I've said before that if there was a decade I would want to be alive during it would be the 1960s, not that there aren't other decades to choose from. So much came out of the 60s that have been such a huge part of my life, the mantra became more youth oriented movies, while the dynasty of the old studio crumbled away.

The 1960s were full of films by the studio that became mainly out of touch with today's youth. Movies became bloated with budgets or musical production numbers, and were made with minds with less emotion. Most of these films made money, but none can be considered classics. Perhaps the most famous of these blunders was 1963's "Cleopatra" starring Elizabeth Taylor and Richard Burton, the film was a colossal failure causing its company 20th Century Fox to almost go bankrupt.

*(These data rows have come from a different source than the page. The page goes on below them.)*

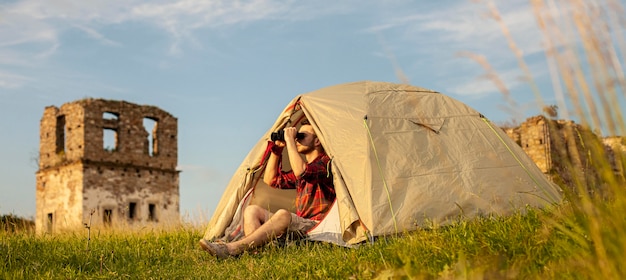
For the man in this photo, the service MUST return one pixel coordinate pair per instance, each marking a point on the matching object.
(312, 179)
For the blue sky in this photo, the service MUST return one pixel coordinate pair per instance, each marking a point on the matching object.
(226, 69)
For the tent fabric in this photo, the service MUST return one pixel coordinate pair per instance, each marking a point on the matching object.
(402, 156)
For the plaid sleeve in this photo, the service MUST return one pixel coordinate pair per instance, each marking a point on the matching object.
(316, 170)
(284, 180)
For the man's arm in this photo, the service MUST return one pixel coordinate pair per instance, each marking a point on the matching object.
(298, 165)
(271, 169)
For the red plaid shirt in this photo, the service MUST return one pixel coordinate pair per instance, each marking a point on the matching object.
(315, 191)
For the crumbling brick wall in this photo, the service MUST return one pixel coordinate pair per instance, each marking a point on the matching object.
(563, 149)
(97, 157)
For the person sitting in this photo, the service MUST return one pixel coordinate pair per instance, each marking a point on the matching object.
(315, 193)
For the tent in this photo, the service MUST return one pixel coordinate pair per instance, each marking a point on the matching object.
(402, 157)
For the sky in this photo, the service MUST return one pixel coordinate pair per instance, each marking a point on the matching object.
(227, 68)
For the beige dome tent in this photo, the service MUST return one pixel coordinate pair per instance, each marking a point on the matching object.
(401, 156)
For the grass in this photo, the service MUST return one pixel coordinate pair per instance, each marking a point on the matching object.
(525, 246)
(584, 238)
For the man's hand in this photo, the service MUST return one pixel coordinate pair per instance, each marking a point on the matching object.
(290, 133)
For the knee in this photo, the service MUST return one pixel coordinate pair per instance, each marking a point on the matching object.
(253, 211)
(283, 215)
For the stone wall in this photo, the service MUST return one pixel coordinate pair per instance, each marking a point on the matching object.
(560, 147)
(98, 153)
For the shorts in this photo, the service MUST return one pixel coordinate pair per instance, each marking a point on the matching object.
(300, 225)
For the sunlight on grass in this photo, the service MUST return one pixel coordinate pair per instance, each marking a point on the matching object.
(582, 239)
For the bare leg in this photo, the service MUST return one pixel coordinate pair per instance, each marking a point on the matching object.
(253, 217)
(273, 227)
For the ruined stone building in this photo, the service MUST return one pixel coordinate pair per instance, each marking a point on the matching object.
(106, 162)
(564, 148)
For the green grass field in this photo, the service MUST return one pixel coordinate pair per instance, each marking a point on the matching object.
(583, 238)
(556, 243)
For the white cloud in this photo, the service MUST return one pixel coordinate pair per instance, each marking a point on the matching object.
(11, 81)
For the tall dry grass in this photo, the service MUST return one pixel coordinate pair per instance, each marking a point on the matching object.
(585, 47)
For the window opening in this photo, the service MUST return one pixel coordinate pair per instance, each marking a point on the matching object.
(107, 217)
(152, 142)
(61, 133)
(152, 212)
(132, 211)
(49, 223)
(110, 140)
(109, 116)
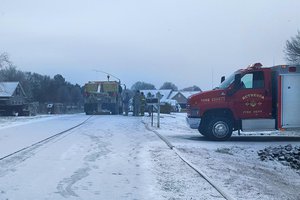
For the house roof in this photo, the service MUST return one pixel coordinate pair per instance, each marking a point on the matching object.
(165, 93)
(7, 89)
(186, 94)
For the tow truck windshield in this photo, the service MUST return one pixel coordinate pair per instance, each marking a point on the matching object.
(227, 82)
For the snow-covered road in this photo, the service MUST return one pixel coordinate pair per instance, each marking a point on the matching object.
(109, 157)
(117, 157)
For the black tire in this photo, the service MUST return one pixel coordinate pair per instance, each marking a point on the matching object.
(203, 131)
(219, 128)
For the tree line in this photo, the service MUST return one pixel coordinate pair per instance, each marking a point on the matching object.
(41, 88)
(44, 89)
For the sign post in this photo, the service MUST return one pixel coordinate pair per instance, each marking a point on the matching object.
(158, 95)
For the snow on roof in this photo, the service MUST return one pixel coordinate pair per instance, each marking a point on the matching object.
(7, 89)
(187, 94)
(165, 93)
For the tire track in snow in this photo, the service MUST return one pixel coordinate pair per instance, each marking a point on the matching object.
(8, 162)
(99, 148)
(191, 165)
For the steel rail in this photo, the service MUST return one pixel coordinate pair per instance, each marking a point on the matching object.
(195, 168)
(44, 140)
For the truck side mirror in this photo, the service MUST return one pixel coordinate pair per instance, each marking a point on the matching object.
(236, 85)
(222, 79)
(237, 80)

Still despite all of these dinosaur pictures that didn't quite fit well with this new era, there were some old pros who still had something to say. John Ford who made his career making the best westerns ever made made perhaps his darkest but most nostalgic film "The Man who Shot Liberty Valance" which was about the death of the old west and the birth of a new civilization. It was as if Ford was saying, there wasn't room for war horses like him anymore. Alfred Hitchcock in the meantime was reinventing himself and reinventing the suspense genre he mastered so well since his debut. His "Psycho" became one of his biggest hits and influenced generations of horror filmmakers, he followed that up with the no less scary "The Birds". Then there was that master satirist Billy Wilder who found new life with his acting muse Jack Lemmon, together they made a series of great comedies of the decade which started with "The Apartment". Wilder never seemed to be one of those directors who was ever out of touch, for him the 60s were just catching up with the type of sexual politics he was always putting in his films.

New filmmakers were making names for themselves during this period as well. Men like Sam Peckinpah and Sergio Leone in particular created what is known as the revisionist western with their films like "Once Upon a Time in the West" and "The Wild Bunch". These films could be much more violent and operatic in the depiction of the west, plus the characters were less heroic and darker than you would find in a Ford or Hawks western.

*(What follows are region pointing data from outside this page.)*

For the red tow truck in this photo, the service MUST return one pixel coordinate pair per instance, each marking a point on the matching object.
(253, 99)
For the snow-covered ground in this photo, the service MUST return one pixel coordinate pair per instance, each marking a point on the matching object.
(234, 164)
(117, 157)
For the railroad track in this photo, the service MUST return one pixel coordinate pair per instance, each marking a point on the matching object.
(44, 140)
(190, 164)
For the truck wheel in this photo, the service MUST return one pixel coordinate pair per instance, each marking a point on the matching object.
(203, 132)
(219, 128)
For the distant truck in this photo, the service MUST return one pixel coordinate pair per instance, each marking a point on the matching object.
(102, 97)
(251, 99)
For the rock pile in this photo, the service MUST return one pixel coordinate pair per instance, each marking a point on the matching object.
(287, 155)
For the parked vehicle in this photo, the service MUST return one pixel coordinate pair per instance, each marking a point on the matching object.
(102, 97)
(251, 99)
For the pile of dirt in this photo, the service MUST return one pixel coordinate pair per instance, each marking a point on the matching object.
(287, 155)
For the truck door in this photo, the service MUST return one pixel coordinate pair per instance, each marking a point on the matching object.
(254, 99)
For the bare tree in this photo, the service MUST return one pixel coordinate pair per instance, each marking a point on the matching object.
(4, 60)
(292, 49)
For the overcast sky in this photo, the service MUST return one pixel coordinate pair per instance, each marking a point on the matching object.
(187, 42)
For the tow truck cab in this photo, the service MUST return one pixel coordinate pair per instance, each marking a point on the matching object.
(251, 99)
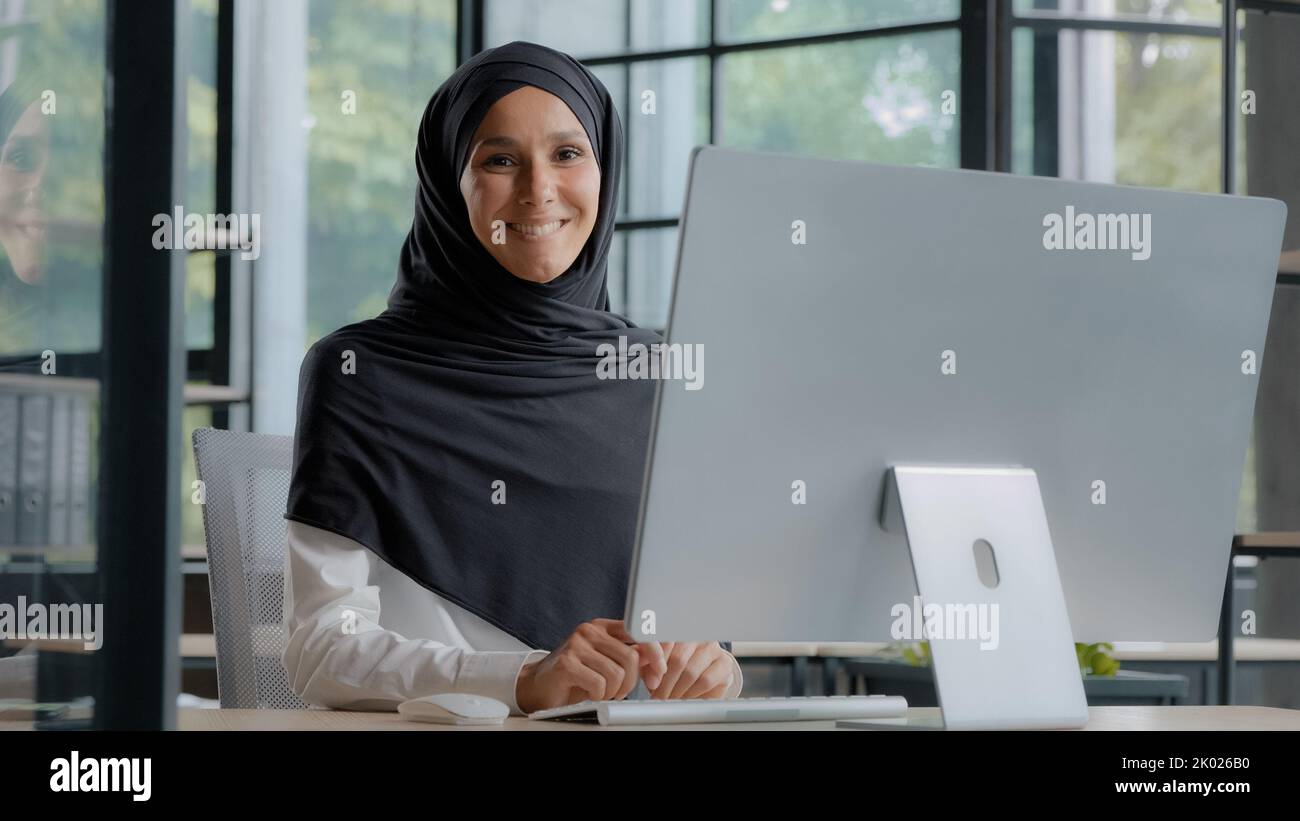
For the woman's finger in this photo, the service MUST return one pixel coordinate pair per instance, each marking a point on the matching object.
(719, 673)
(696, 665)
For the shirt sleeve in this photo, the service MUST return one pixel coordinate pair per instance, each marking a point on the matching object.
(338, 655)
(739, 683)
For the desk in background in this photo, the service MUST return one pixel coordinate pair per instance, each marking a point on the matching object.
(1100, 719)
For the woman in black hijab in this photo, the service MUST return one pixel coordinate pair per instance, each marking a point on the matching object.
(464, 438)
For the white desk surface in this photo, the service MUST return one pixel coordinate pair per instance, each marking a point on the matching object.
(1100, 719)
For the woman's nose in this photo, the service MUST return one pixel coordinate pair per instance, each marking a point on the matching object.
(536, 186)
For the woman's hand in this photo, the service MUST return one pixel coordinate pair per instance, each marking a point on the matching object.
(599, 661)
(696, 670)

However the biggest surge of talent this year wasn't coming out of Hollywood, but from Europe. The French New Wave came in full force with films by Godard, Truffaut, Malle, Rohmer, and Chabrol to name a few. The french new wave brought new ideas to the forefront and relied on technique that was seen as more improvised, they changed the rules using extensive jump cuts and breaking continuity, it was a fresh approach to cinema. The most prolific director of this time was Godard who made 15 films between his first film "Breathless" in 1960 and his culminating film "Week end" in 1967.

Other European filmmakers made a name for themselves in the 1960s, Bergman for one would continue where he left off in the 50s with films that probed the mind and man's search for meaning. It in this decade he made films like "Persona" and "Through a Glass Darkly" both of which are considered masterpieces. In Italy Fellini became and even more out there and edgy artist with his two most ambitious (and some would say autobiographical) films "La Dolce Vita" and "8 and a half".

While these films were making an impact, Hollywood was watching, a new youth movement was happening, and by 1967, things were getting very interesting. Soon studios were overrun by radical youths who were influenced by the films in Europe and went on to change the face of Hollywood. Edgier films starting with "Bonnie and Clyde", and "Easy Rider" were made, and soon young film students like Martin Scorsese, and Francis Ford Coppola were making their very first films. As the 60s ended, the 70s were looking more promising than ever.